There are quite heavy changes regarding happiness rank, performing the wors being Venezuela, with the country being in a long crisis.

### Let's look at change in detail from 2015-2019 for Venezuela, and Ukraine
#### Venezuela: country crisis

In [None]:
venezuela = df_all[df_all.Country == 'Venezuela']
venezuela

In [None]:
plt.plot(venezuela.year, venezuela.Happiness_Rank);
plt.title('Development Happiness in Venezuela')
plt.xlabel('year')
plt.ylabel('Happiness Rank')
plt.show();

In [None]:
fig, axes = plt.subplots(nrows=2, ncols=3, figsize=(11,5));

venezuela.plot(ax=axes[0,0], x = 'year', y = 'GDP_per_capita');
venezuela.plot(ax=axes[0,1], x = 'year', y = 'Social_Support');
venezuela.plot(ax=axes[0,2], x = 'year', y = 'Life_Expectancy');
venezuela.plot(ax=axes[1,0], x = 'year', y = 'Freedom');
venezuela.plot(ax=axes[1,1], x = 'year', y = 'Corruption');
venezuela.plot(ax=axes[1,2], x = 'year', y = 'Generosity');

#### Ukraine: war

In [None]:
ukraine = df_all[df_all.Country == 'Ukraine']
ukraine

In [None]:
plt.plot(ukraine.year, ukraine.Happiness_Rank);
plt.title('Development Happiness in Ukraine')
plt.xlabel('year')
plt.ylabel('Happiness Rank')
plt.show();

In [None]:
fig, axes = plt.subplots(nrows=2, ncols=3, figsize=(11,5));

ukraine.plot(ax=axes[0,0], x = 'year', y = 'GDP_per_capita');
ukraine.plot(ax=axes[0,1], x = 'year', y = 'Social_Support');
ukraine.plot(ax=axes[0,2], x = 'year', y = 'Life_Expectancy');
ukraine.plot(ax=axes[1,0], x = 'year', y = 'Freedom');
ukraine.plot(ax=axes[1,1], x = 'year', y = 'Corruption');
ukraine.plot(ax=axes[1,2], x = 'year', y = 'Generosity');

# Development of Switzerland from 2015-2019

In [None]:
switzerland = df_all[df_all.Country == 'Switzerland']
switzerland = switzerland.drop(columns=['Country', 'Region'])
switzerland

In [None]:
#fig, axes = plt.subplots(nrows=2, ncols=2, figsize=(11,5));
plt.figure()
plt.plot(switzerland.year, switzerland.GDP_per_capita, label='GDP per capita')
plt.plot(switzerland.year, switzerland.Social_Support, label='Social Support')
plt.plot(switzerland.year, switzerland.Life_Expectancy, label='Life Expectancy')
plt.plot(switzerland.year, switzerland.Freedom, label='Freedom')
plt.plot(switzerland.year, switzerland.Corruption, label='Corruption')
plt.plot(switzerland.year, switzerland.Generosity, label='Generosity')
plt.xlabel('Year')
plt.ylabel('Importance factor')
plt.legend(bbox_to_anchor=(1.4,1), loc='upper right')
plt.title('Development of Switzerland importance factors for Happiness')
plt.show()



### Analysis of development in Switzerland from 2015-2019

The visualizations of the different factors for the happiness calculations in Switzerland between 2015 and 2019 show an estimate on the importance of these different factors for each year.  

General Analysis:

The two most important factors are 'GDP per capita' and 'Social Support' which makes sense for a well functioning country with a lot of socialitarian structures. 
Corruption and Generosity are a pretty low importance factor, since most of the population doesn't feel to either be suppressed by the government or has to rely on others to survive. 

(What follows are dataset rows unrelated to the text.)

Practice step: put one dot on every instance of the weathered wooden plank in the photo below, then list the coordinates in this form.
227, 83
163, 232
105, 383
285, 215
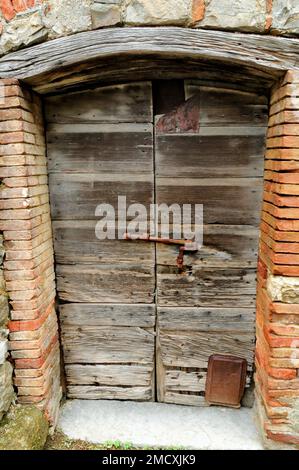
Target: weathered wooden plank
206, 287
198, 156
181, 381
116, 103
91, 392
111, 375
143, 316
178, 380
76, 196
230, 201
76, 240
261, 53
224, 246
193, 349
91, 149
134, 68
99, 345
106, 283
228, 107
206, 319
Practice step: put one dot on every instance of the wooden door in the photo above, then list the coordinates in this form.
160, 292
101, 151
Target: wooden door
209, 151
133, 326
100, 145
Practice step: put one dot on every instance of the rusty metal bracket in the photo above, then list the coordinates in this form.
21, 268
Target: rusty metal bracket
185, 245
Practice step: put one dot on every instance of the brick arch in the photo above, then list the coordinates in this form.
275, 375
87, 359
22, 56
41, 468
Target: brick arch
26, 223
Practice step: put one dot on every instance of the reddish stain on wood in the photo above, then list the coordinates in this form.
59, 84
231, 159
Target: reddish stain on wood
184, 118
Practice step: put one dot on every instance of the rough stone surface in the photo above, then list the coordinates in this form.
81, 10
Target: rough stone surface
25, 30
283, 289
285, 16
241, 15
24, 428
157, 12
159, 424
64, 17
6, 388
105, 13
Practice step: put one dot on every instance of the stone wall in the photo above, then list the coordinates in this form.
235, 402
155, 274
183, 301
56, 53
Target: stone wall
27, 22
6, 388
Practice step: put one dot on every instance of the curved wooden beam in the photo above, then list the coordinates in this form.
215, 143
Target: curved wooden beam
48, 61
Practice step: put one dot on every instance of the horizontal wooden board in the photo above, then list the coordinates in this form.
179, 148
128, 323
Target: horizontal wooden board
212, 156
230, 201
76, 240
95, 148
110, 375
100, 345
116, 103
193, 349
92, 392
206, 287
76, 196
206, 319
228, 107
223, 246
75, 315
178, 380
106, 283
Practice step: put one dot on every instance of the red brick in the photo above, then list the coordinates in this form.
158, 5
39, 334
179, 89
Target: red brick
287, 189
287, 178
198, 10
280, 437
288, 90
284, 117
288, 103
36, 363
279, 236
30, 325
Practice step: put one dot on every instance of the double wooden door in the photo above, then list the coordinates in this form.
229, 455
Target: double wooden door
133, 325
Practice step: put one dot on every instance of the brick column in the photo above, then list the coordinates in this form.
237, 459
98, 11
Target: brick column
277, 352
28, 267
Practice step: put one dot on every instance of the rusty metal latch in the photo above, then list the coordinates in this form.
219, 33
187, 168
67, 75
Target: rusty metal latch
185, 245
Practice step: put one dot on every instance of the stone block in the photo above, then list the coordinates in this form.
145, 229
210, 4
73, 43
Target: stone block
285, 17
105, 13
64, 17
157, 12
25, 30
240, 15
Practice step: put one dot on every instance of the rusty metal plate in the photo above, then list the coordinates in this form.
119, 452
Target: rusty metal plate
225, 380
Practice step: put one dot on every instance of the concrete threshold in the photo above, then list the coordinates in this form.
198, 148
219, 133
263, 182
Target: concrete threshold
160, 425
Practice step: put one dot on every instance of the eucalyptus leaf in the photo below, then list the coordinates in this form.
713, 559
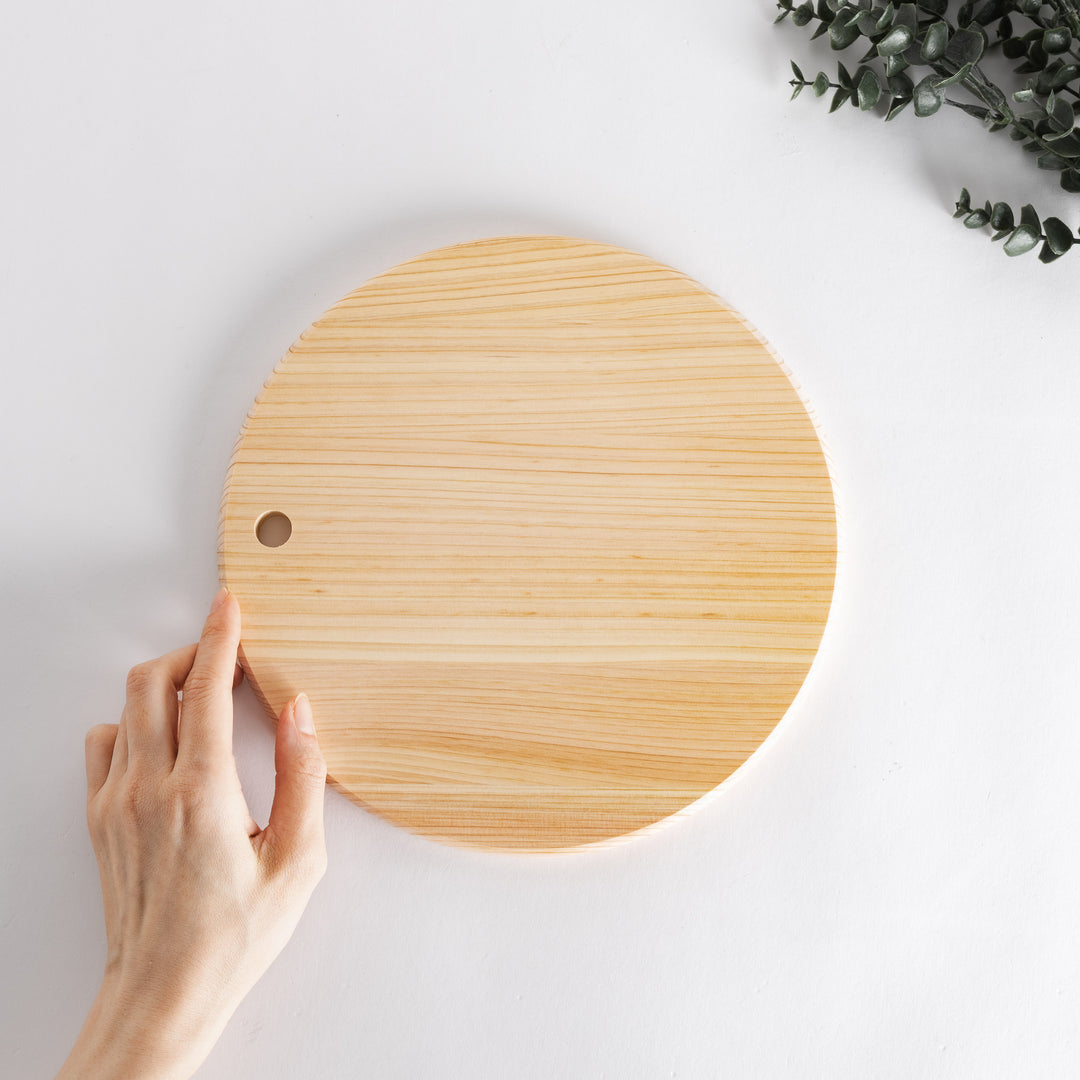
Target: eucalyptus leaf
928, 97
869, 90
934, 42
896, 106
966, 46
1056, 39
1060, 112
895, 41
887, 16
1058, 234
1001, 217
1022, 239
841, 35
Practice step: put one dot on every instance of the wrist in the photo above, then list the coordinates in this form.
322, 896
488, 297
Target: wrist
126, 1039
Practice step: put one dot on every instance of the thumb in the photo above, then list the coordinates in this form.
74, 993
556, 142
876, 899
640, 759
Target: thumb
295, 829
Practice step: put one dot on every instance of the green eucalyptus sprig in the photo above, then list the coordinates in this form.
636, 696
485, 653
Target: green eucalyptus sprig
1018, 237
943, 44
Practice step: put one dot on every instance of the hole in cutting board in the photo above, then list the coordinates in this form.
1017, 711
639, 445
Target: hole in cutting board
273, 529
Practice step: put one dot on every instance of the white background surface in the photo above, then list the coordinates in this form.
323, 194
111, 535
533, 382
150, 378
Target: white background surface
890, 887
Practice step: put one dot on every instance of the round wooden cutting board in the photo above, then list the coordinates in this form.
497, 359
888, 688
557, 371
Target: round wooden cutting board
543, 530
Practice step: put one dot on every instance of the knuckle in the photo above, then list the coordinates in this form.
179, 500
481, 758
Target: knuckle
100, 736
312, 768
198, 685
142, 678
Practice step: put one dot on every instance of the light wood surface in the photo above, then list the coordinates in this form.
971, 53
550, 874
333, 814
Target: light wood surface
563, 541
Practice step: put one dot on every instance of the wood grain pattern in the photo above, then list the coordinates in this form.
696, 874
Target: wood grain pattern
563, 541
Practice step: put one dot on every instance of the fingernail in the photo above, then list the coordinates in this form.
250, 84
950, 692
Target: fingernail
301, 710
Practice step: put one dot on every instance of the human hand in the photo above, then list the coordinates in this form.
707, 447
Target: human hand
198, 899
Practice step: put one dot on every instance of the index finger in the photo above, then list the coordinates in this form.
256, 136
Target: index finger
206, 713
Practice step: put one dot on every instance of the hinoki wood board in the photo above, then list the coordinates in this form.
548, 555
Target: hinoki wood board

Life Expectancy and Freedom are in between of these 4 factors and are somewhat important but are overall not threatening for most people and therefore not as important as Social Support or money itself.


Yearly Development:
The most unstable factor is Social Support which proves to be an important factor and rose over the years but also experienced a downfall from 2015 to 2016 (Google why)

The stable income for Swiss is important and has been overall stable. Money will probably always be of importance for Switzerland and its Population.

Life Expectancy is rising overall. (Why is health getting more important?)

Freedom, Generosity and Corruption are almost stable and only fall off slowly. The analysis for this is that these factors didn't prove to have any negative influences over the years and therefore fall off slowly.